Some scenes were filmed during the 2003 Championships between matches. It is the only time in the history of the tournament that this has been allowed. Some court scenes with Bettany were filmed at the Stoke Park Country Club, home of The Boodles Challenge. The beachfront scenes were filmed on location in Brighton.

==Reception==
===Critical reception===
Wimbledon received mixed reviews, holding a score of 60% on review aggregator Rotten Tomatoes, based on 144 reviews with an average rating of 5.9/10. The consensus reads, "A predictable, bland rom-com, but Bettany proves to be an appealing lead." It received "average" or "mixed" reviews from Metacritic, a 59 out of 100 based on reviews by 35 critics. Audiences polled by CinemaScore gave the film an average grade of "B+" on an A+ to F scale.
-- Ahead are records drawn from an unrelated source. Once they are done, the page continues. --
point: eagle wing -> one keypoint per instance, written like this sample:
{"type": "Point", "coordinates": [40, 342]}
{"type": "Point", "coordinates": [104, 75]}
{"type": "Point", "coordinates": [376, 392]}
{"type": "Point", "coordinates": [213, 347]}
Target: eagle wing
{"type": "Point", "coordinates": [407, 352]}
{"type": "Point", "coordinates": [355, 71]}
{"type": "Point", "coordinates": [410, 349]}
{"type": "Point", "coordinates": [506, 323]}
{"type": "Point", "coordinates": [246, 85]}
Stephen Holden of The New York Times wrote that Wimbledon was "much more conventional" than Loncraine's previous films but with "cleverer-than-average dialogue and sharply drawn subsidiary characters". Michael Charlotte's review for Empire gave the film three out of five stars, saying, "In tennis parlance, this fires off more moonballs to stay in play than outright winning shots. But Bettany is charming, and thankfully he and Dunst are appealing together".
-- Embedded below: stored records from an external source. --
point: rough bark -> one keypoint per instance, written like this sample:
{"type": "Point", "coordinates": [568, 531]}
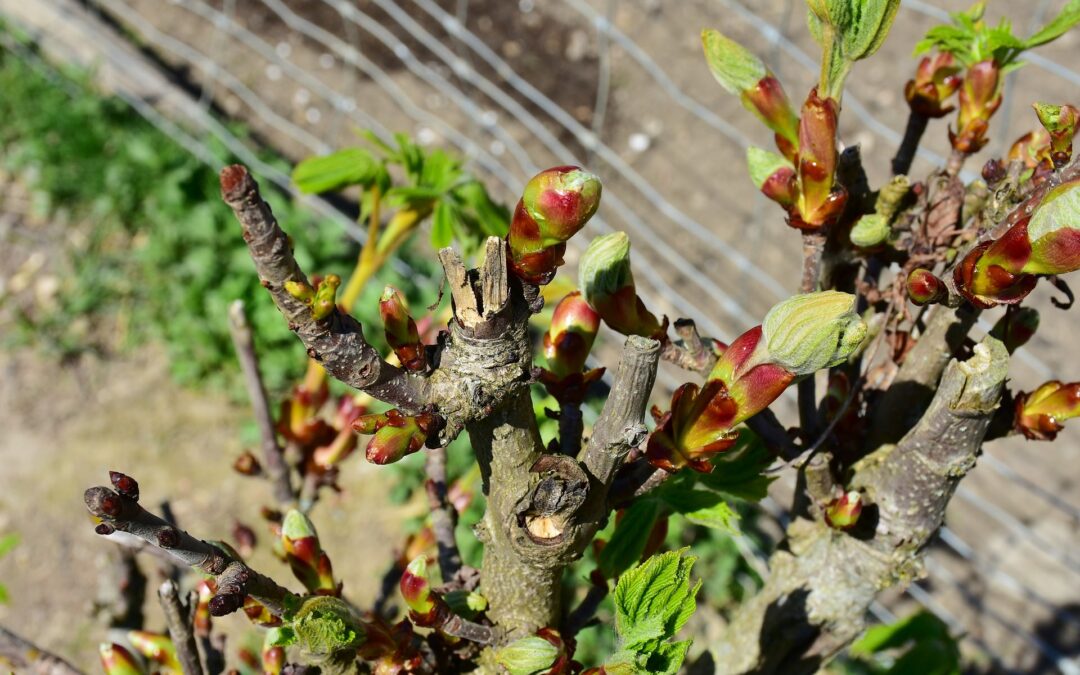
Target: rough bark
{"type": "Point", "coordinates": [822, 582]}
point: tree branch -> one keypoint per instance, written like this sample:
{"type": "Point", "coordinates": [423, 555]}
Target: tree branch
{"type": "Point", "coordinates": [337, 341]}
{"type": "Point", "coordinates": [179, 618]}
{"type": "Point", "coordinates": [234, 579]}
{"type": "Point", "coordinates": [444, 517]}
{"type": "Point", "coordinates": [822, 582]}
{"type": "Point", "coordinates": [28, 658]}
{"type": "Point", "coordinates": [273, 458]}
Roger Ebert gave the film a positive review: "Wimbledon is a well-behaved movie about nice people who have good things happen to them. That's kind of startling, in a world where movie characters, especially in sports movies, occupy the edge of human experience. What a surprise to hear conversation instead of dialogue, and to realize that the villain may actually be right some of the time". He gave the film three out of four stars.

===Box office===
The film opened at number four, grossing US$7.1 million in its opening weekend at the North American box office.

==Soundtrack==
The film's digital soundtrack uses the "Surround EX" format. The song that plays in the trailer of the film is "Everlasting Love" by U2. The film features two songs by the Sugababes: "Caught in a Moment" and "Sometimes", both from the album Three.